Referencing anxiety among American Jews about rising antisemitism, Trump said that when he was president, “American Jews felt safe on our streets and college campuses.” Republican leaders at the convention repeatedly tied the Biden administration to raucous campus protests that have unnerved and frightened a swath of American Jewry. 
He has made other dire claims about American Jews in recent weeks, saying, “What’s going on now is exactly what was going on before the Holocaust,” in a speech about antisemitism last month.

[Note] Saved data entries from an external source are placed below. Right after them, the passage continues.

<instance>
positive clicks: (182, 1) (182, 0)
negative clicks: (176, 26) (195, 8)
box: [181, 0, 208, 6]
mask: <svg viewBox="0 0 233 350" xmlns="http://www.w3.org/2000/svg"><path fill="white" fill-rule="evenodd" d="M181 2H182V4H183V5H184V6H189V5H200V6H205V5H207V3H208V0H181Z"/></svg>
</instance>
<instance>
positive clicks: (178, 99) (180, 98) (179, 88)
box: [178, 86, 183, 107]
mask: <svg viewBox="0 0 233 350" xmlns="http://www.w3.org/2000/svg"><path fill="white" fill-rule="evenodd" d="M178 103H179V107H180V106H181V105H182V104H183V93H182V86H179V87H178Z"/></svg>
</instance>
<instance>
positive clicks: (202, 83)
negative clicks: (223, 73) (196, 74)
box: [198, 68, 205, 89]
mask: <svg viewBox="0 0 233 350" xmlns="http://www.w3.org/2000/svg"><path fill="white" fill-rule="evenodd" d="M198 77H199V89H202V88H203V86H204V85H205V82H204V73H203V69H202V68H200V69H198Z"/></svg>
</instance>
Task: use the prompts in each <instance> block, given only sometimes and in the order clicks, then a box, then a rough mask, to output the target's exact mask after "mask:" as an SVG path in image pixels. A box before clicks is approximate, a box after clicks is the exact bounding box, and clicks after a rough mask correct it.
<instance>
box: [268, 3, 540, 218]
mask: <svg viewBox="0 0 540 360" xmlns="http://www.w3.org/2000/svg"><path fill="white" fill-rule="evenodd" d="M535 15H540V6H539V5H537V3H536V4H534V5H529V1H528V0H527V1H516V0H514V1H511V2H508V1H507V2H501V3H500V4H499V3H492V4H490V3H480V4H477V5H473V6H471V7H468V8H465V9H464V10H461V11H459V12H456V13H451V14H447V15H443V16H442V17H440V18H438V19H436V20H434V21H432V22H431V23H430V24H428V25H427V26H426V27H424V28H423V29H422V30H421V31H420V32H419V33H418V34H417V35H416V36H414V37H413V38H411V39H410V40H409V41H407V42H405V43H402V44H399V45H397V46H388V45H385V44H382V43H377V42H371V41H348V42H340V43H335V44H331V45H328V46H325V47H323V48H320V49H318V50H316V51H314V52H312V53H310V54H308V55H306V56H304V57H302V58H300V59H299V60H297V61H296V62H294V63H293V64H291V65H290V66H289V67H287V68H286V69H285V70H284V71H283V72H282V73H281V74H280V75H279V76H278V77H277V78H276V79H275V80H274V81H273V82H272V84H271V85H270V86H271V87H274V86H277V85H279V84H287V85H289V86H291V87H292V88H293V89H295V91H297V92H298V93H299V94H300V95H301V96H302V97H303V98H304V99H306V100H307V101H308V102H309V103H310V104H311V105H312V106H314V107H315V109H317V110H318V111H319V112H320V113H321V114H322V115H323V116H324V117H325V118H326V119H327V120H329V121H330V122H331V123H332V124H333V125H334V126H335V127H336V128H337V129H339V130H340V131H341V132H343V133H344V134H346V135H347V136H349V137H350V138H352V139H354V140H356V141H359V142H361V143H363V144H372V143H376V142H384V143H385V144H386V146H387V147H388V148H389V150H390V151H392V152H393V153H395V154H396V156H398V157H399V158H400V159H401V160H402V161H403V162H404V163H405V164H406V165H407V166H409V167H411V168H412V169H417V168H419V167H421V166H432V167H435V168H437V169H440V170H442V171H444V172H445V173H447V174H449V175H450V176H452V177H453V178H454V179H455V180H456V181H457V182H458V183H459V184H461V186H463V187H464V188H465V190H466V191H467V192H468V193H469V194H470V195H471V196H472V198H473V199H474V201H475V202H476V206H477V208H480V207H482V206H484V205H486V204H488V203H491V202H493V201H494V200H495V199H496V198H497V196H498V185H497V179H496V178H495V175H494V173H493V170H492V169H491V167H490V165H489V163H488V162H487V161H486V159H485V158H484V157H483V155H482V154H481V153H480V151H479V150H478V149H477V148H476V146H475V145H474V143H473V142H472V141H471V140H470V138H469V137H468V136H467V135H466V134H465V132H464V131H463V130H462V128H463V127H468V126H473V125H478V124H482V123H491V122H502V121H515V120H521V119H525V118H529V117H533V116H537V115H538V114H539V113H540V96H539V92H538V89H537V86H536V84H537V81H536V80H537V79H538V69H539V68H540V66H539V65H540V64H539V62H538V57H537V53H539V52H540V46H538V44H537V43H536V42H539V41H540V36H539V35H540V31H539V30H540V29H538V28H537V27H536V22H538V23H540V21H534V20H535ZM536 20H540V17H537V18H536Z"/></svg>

“We kept radical Islamists out of our country but all of that changed with comrade Kamala Harris and crooked Joe Biden in the White House,” Trump told the RJC. (Jewish communal watchdogs and law enforcement also documented a rise in antisemitism during Trump’s presidency, which included the deadliest antisemitic attack in American history, the 2018 Pittsburgh synagogue shooting.) 
Trump’s call to deport “foreign jihad sympathizers and Hamas supporters” brought the crowd to its feet in applause, with some holding up signs that read “We are Jews for Trump.” Others in the crowd wore kippahs bearing Trump’s name. 
Speaking after Trump, RJC CEO Matt Brooks told reporters that the party saw an opening for swaying Jewish voters due to the Biden administration’s handling of the war and its fallout in the United States. According to the RJC’s data, close to 50% of Jewish voters in swing states were expected to vote for Trump, Brooks said.
Ahead of Trump, three Democrats who switched their party allegiance addressed the RJC audience, including Shabbos Kestenbaum, a Jewish Harvard Divinity School graduate who also addressed the Republican National Convention and testified to Congress about antisemitism on his campus.
Harris has declared her support for Israel, including in her speech accepting the Democratic nomination, and after Trump’s speech, Halie Soifer, CEO of the Jewish Democratic Council of America, said Trump had “denigrated millions of American Jewish voters.”
Soifer said in a statement, “He accused Jewish Americans of having a dual loyalty by referring to Israel as ‘your nation.’ This is antisemitism, plain and simple.”
Trump repeated his call to mobilize Jewish voters at the close of his speech.
“They have to get out on November 5th and they have to vote for Trump. If they don’t it’s going to be a very terrible situation,” he said. 
“You have to win but you need a partner. You can never have that partner if these radical Marxists win the election,” he said. 
The crowd rose to its feet in cheers as red, white and blue balloons cascaded down from the ceiling, while Trump gazed on from the screens mounted on the walls.